Its objective was to penetrate the borders of the Middle East and target not only Jordan (Zarqawi's home country, which he hated and wanted to destroy), or bin Laden's Saudi Arabia, (which he also hated and wanted to destroy).

Rather, the targets were located in Syria, Lebanon, Qatar, Egypt and Palestine. Zarqawi recruited many Jordanians into his organization, as well as Syrians who had been members in the Syrian Muslim Brotherhood.

They were trained in explosives and chemical weapons in a camp in the western Afghan city of Heart, near the border with Iran. Due to the crackdown on Islamic fundamentalism after the September 11 attacks, Jund al-Sham was disbanded, in what seemed to be a permanent move, not making its comeback until March 2004 with an attack in Doha, Qatar.

In May 2004, American Nick Berg was killed in Iraq. In the footage of his beheading, a masked Zarqawi appears on screen, identifies himself (his voice was confirmed by US Central Intelligence Agency - CIA - specialists) and murders Berg. In September 2004, Zarqawi's team kidnapped and beheaded US engineer Eugene Armstrong in Baghdad.

Zarqawi returned to Jordan from Afghanistan and was arrested in 1992, spending seven years in jail, accused of wanting to topple the monarchy and establish an Islamic state. When released in 1999, he was involved in trying to blow up the Radisson SAS Hotel in Amman. He is also a prime suspect in the Madrid bombings of March 2004, which killed 191 people, and the assassination of Shi'ite cleric Ayatollah al-Hakim, in the Holy City of Najaf in Iraq.

In all, Zarqawi is accused of 700 killings in Iraq. His most infamous feat is the bombing of the Canal Hotel, which served as UN headquarters in Iraq, in August 2003, killing 22 people and UN envoy Sergio Vieira de Mello. Currently, there is a US$25 million reward on Zarqawi's head - the same amount offered by the US for bin Laden's head.

The question that arises today is: how is it that this man, remembered by those who knew him as a petty criminal, a simple and barely literate high-school drop-out, has managed to send shockwaves throughout the civilized world and cause so much horror and havoc since 2003?

It is believed that he now holds more power in al-Qaeda than bin Laden himself because of his reputation and credit as having led the insurgency in Iraq since 2003, while bin Laden's latest memorable achievement is September 11.
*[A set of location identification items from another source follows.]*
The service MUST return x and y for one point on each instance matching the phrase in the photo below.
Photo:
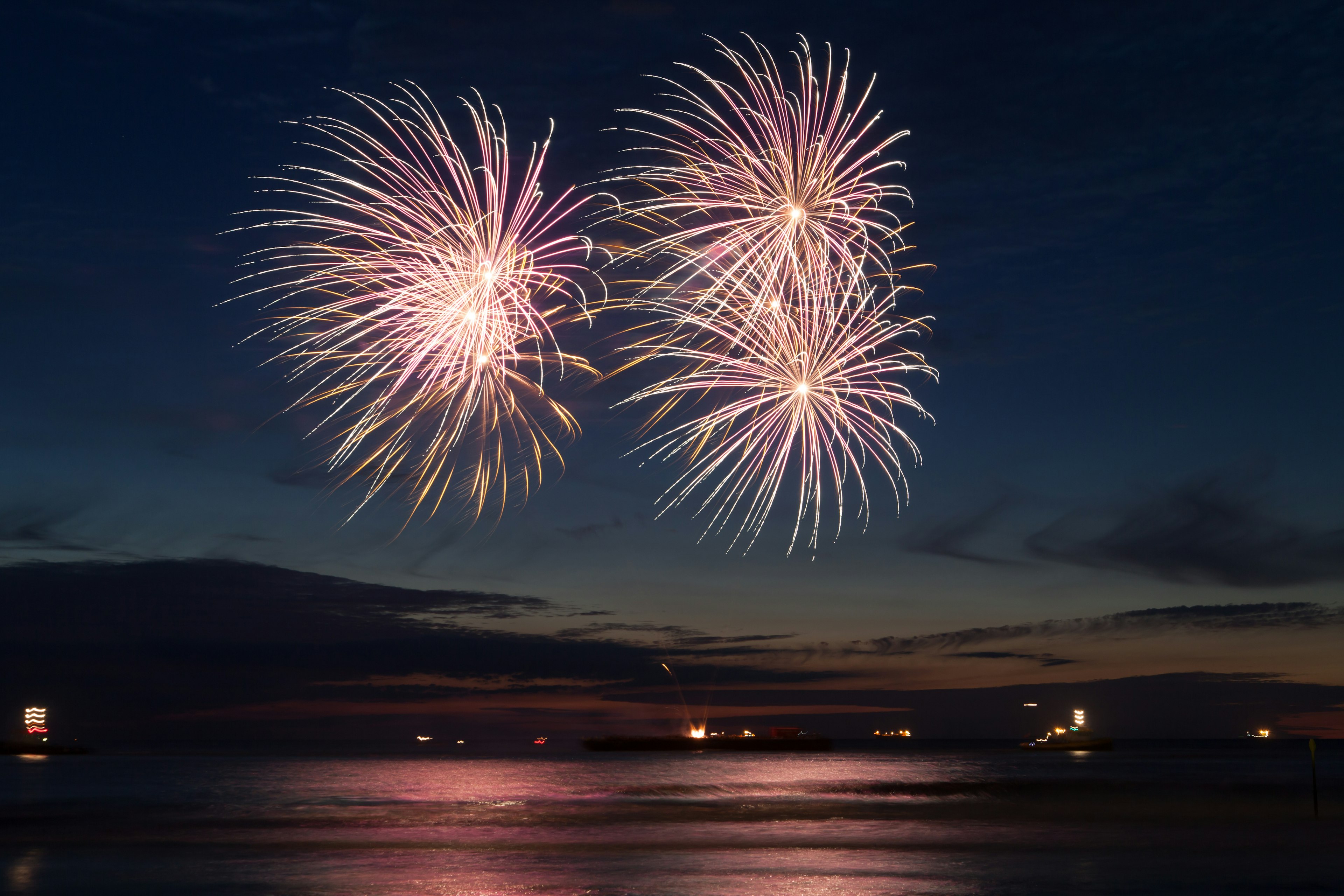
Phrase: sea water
(866, 820)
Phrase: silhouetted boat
(30, 749)
(1076, 737)
(780, 741)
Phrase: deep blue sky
(1134, 210)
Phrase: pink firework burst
(775, 290)
(422, 314)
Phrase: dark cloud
(668, 635)
(581, 532)
(952, 538)
(128, 644)
(1045, 659)
(38, 527)
(1206, 531)
(1219, 617)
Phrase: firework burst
(772, 175)
(775, 293)
(799, 393)
(422, 315)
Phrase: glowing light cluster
(424, 311)
(775, 296)
(35, 721)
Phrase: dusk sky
(1132, 492)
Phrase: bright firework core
(429, 360)
(807, 394)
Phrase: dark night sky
(1134, 210)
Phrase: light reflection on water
(668, 825)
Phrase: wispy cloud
(1211, 530)
(1135, 622)
(952, 538)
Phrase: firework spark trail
(439, 280)
(812, 393)
(779, 249)
(766, 178)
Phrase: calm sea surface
(1147, 819)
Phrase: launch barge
(1076, 737)
(780, 741)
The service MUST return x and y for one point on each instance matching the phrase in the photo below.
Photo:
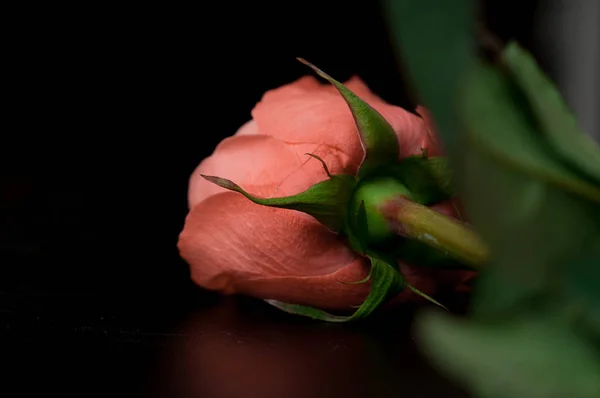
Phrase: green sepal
(357, 229)
(387, 281)
(327, 201)
(554, 117)
(429, 179)
(377, 136)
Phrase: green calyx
(351, 205)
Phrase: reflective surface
(206, 347)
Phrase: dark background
(109, 111)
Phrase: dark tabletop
(202, 345)
(110, 120)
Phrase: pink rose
(235, 246)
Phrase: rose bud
(316, 207)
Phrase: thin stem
(415, 221)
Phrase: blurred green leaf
(533, 358)
(497, 122)
(520, 172)
(555, 118)
(376, 134)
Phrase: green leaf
(376, 134)
(327, 201)
(386, 282)
(555, 118)
(533, 203)
(534, 358)
(426, 296)
(435, 44)
(362, 227)
(498, 123)
(430, 180)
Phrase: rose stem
(414, 221)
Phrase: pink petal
(309, 112)
(236, 246)
(264, 166)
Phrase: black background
(109, 111)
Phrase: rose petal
(307, 111)
(433, 143)
(236, 246)
(264, 166)
(248, 128)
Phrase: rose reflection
(231, 351)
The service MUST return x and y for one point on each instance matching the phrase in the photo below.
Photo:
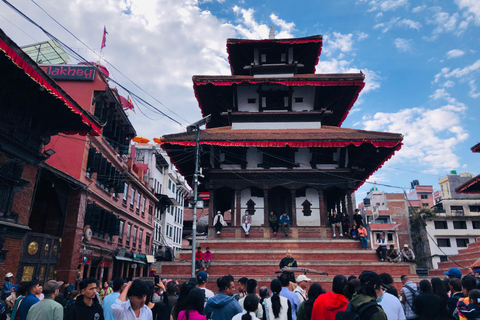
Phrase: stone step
(279, 243)
(265, 232)
(475, 254)
(277, 255)
(325, 281)
(259, 269)
(451, 264)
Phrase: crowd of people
(370, 296)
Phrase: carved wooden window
(307, 211)
(251, 207)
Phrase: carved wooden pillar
(211, 205)
(294, 208)
(350, 206)
(238, 207)
(266, 209)
(323, 208)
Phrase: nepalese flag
(127, 104)
(104, 39)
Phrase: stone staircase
(463, 260)
(258, 256)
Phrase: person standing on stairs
(288, 261)
(218, 222)
(335, 221)
(285, 222)
(246, 222)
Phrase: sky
(420, 59)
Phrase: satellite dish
(88, 234)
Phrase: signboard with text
(66, 72)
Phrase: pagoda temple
(275, 141)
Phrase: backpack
(415, 294)
(354, 313)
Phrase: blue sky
(421, 61)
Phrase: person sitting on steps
(246, 222)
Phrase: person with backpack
(363, 305)
(427, 305)
(407, 295)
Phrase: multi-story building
(111, 230)
(35, 199)
(171, 191)
(275, 141)
(456, 220)
(387, 213)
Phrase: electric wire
(73, 35)
(80, 58)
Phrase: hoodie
(222, 307)
(327, 305)
(80, 311)
(371, 313)
(469, 311)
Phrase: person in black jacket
(427, 304)
(336, 221)
(86, 307)
(456, 293)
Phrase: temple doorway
(280, 201)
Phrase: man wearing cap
(202, 278)
(407, 254)
(454, 273)
(301, 289)
(406, 296)
(7, 286)
(367, 295)
(219, 222)
(118, 285)
(207, 258)
(48, 308)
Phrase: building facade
(274, 142)
(171, 191)
(34, 197)
(111, 227)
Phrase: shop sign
(66, 72)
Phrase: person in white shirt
(250, 306)
(134, 308)
(301, 289)
(202, 278)
(390, 304)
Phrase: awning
(86, 123)
(123, 258)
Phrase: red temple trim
(293, 144)
(379, 166)
(358, 83)
(468, 184)
(35, 76)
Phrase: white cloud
(372, 79)
(458, 72)
(430, 135)
(405, 23)
(386, 5)
(472, 6)
(455, 53)
(403, 45)
(337, 42)
(419, 9)
(473, 89)
(448, 84)
(362, 36)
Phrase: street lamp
(196, 127)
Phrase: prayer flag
(104, 39)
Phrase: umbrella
(141, 139)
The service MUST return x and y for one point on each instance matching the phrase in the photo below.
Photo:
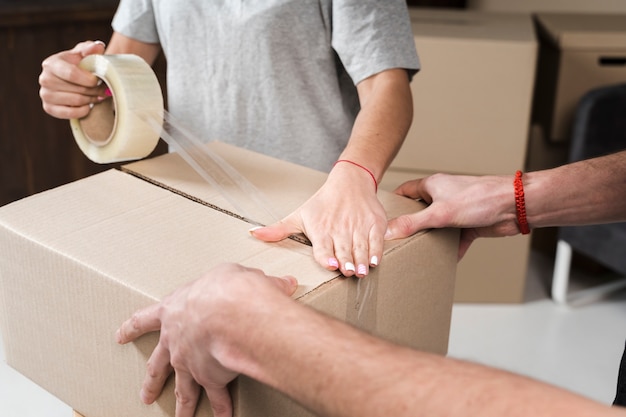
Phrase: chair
(599, 128)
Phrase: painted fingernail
(143, 396)
(255, 228)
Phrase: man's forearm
(336, 370)
(585, 192)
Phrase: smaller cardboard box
(472, 97)
(492, 270)
(78, 260)
(578, 52)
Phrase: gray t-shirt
(274, 76)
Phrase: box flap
(131, 210)
(599, 32)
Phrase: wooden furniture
(37, 151)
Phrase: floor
(577, 348)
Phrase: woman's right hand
(66, 90)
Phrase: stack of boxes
(472, 106)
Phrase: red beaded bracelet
(520, 204)
(360, 166)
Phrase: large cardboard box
(492, 270)
(76, 261)
(563, 6)
(578, 52)
(472, 97)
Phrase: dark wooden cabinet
(37, 151)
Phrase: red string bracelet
(360, 166)
(520, 204)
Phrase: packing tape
(129, 125)
(112, 132)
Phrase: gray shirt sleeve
(135, 19)
(371, 36)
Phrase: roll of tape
(115, 129)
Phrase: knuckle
(184, 399)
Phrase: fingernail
(143, 397)
(292, 281)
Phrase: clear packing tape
(128, 127)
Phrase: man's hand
(481, 206)
(197, 322)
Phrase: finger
(411, 189)
(343, 253)
(377, 242)
(360, 252)
(141, 322)
(65, 112)
(65, 67)
(89, 48)
(187, 394)
(158, 369)
(276, 232)
(324, 252)
(70, 98)
(221, 404)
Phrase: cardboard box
(78, 260)
(472, 97)
(578, 52)
(531, 6)
(492, 270)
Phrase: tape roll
(115, 129)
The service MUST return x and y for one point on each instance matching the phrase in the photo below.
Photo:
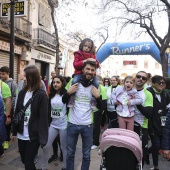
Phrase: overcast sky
(84, 19)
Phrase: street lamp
(12, 38)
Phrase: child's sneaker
(71, 101)
(93, 104)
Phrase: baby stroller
(121, 149)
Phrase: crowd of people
(65, 108)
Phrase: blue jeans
(73, 132)
(77, 78)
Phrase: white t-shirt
(125, 110)
(81, 113)
(58, 113)
(25, 135)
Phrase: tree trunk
(164, 65)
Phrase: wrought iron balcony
(42, 37)
(22, 27)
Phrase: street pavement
(11, 160)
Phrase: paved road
(11, 160)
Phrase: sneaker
(94, 147)
(36, 158)
(71, 101)
(6, 145)
(53, 158)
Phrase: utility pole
(12, 38)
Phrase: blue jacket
(166, 133)
(2, 123)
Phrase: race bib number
(163, 120)
(27, 116)
(56, 113)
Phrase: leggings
(53, 132)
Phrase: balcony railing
(22, 26)
(43, 37)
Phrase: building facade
(122, 65)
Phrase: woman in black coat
(32, 131)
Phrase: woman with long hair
(58, 113)
(32, 131)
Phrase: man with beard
(144, 111)
(80, 116)
(161, 103)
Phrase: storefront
(5, 56)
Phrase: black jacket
(38, 122)
(155, 122)
(166, 133)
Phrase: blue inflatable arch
(126, 48)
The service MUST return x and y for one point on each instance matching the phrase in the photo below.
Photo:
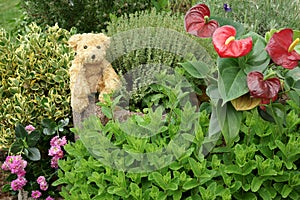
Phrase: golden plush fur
(90, 71)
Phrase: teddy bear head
(90, 48)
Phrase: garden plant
(215, 102)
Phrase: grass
(9, 13)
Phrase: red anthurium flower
(226, 45)
(281, 49)
(196, 21)
(265, 89)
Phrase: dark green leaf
(232, 81)
(190, 184)
(229, 121)
(256, 183)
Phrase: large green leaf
(232, 82)
(258, 58)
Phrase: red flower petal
(235, 48)
(195, 23)
(260, 88)
(278, 47)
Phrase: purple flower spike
(227, 8)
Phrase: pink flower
(44, 186)
(36, 194)
(41, 179)
(5, 166)
(54, 150)
(18, 184)
(56, 141)
(54, 161)
(29, 128)
(15, 164)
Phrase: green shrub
(263, 163)
(85, 15)
(34, 78)
(152, 38)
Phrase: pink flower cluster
(29, 128)
(42, 182)
(35, 194)
(55, 150)
(16, 165)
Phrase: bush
(262, 164)
(34, 77)
(85, 15)
(148, 38)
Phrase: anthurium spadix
(281, 49)
(197, 22)
(227, 46)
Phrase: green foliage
(150, 38)
(264, 164)
(85, 15)
(34, 78)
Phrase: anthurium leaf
(261, 88)
(158, 179)
(197, 69)
(245, 102)
(232, 81)
(20, 131)
(196, 167)
(256, 183)
(258, 58)
(33, 153)
(190, 184)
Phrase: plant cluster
(85, 15)
(34, 78)
(32, 158)
(144, 39)
(252, 71)
(106, 162)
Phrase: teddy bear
(90, 72)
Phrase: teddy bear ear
(73, 41)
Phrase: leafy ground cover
(260, 160)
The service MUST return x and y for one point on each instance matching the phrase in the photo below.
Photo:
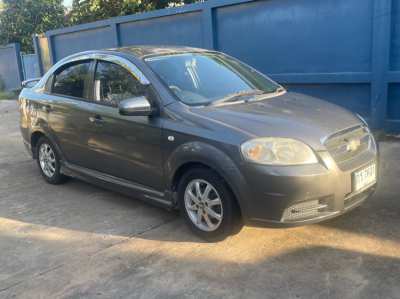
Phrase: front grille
(307, 209)
(346, 145)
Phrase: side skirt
(117, 184)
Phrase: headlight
(278, 151)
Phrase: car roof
(142, 52)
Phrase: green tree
(20, 19)
(84, 11)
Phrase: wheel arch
(35, 137)
(198, 154)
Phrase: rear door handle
(97, 119)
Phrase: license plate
(364, 177)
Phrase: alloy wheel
(47, 160)
(203, 205)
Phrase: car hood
(290, 115)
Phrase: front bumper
(297, 195)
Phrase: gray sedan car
(200, 131)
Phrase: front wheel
(207, 204)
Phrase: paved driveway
(79, 241)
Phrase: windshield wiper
(237, 95)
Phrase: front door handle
(97, 119)
(46, 108)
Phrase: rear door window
(113, 83)
(73, 80)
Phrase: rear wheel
(207, 204)
(49, 162)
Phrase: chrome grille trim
(338, 144)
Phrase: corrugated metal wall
(10, 67)
(344, 51)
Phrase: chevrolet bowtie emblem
(352, 144)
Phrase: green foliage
(20, 19)
(84, 11)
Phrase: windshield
(207, 78)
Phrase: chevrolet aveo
(198, 131)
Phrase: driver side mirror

Zarqawi announced his allegiance to al-Qaeda in October 2004, and on December 27, 2004 bin Laden sent a tape to Doha-based al-Jazeera TV, describing Zarqawi as "the prince of al-Qaeda in Iraq". He called on his followers to listen to Zarqawi and obey his command.

Some claim that Zarqawi is dead, because no signs of him being alive have appeared since early 2004. Other speculation describes Zarqawi as "a myth". This is supported by those who argue that this myth was created from faulty US intelligence reports. Although false, these reports well suited the political agenda of President George W Bush. He needed a new enemy in Iraq to justify his army being there, and with Saddam behind bars since 2003 and bin Laden on the loose since 2001, there was no better enemy than Zarqawi.

It is unlikely that Zarqawi does not exist. It is also strange to believe that he could have been dead for more than a year, since all CIA reports claimed that his death would be a severe blow to the insurgency. Nothing in Iraq shows that the insurgency has suffered a blow over the past 12 months. In fact, it is getting stronger.

If anything, however, the Zarqawi case and the Aqaba bombings show that the terrorist threat is not only based in Iraq and Saudi Arabia, as has been the case since 2003, but in traditionally peaceful and secure countries like Jordan.

This was also made clear earlier this summer when Syria, another country famed for its tight security and effective measures in combating Islamic fundamentalism, suffered several terrorist attacks in the capital Damascus and its vicinity.

Political Islam is on the rise. Whether the seculars and moderates like it or not, in Jordan, Syria or elsewhere, the Islamic movement is still around, and in pure democracies would gain a strong hand in many Arab countries.



Sami Moubayed is a Syrian political analyst.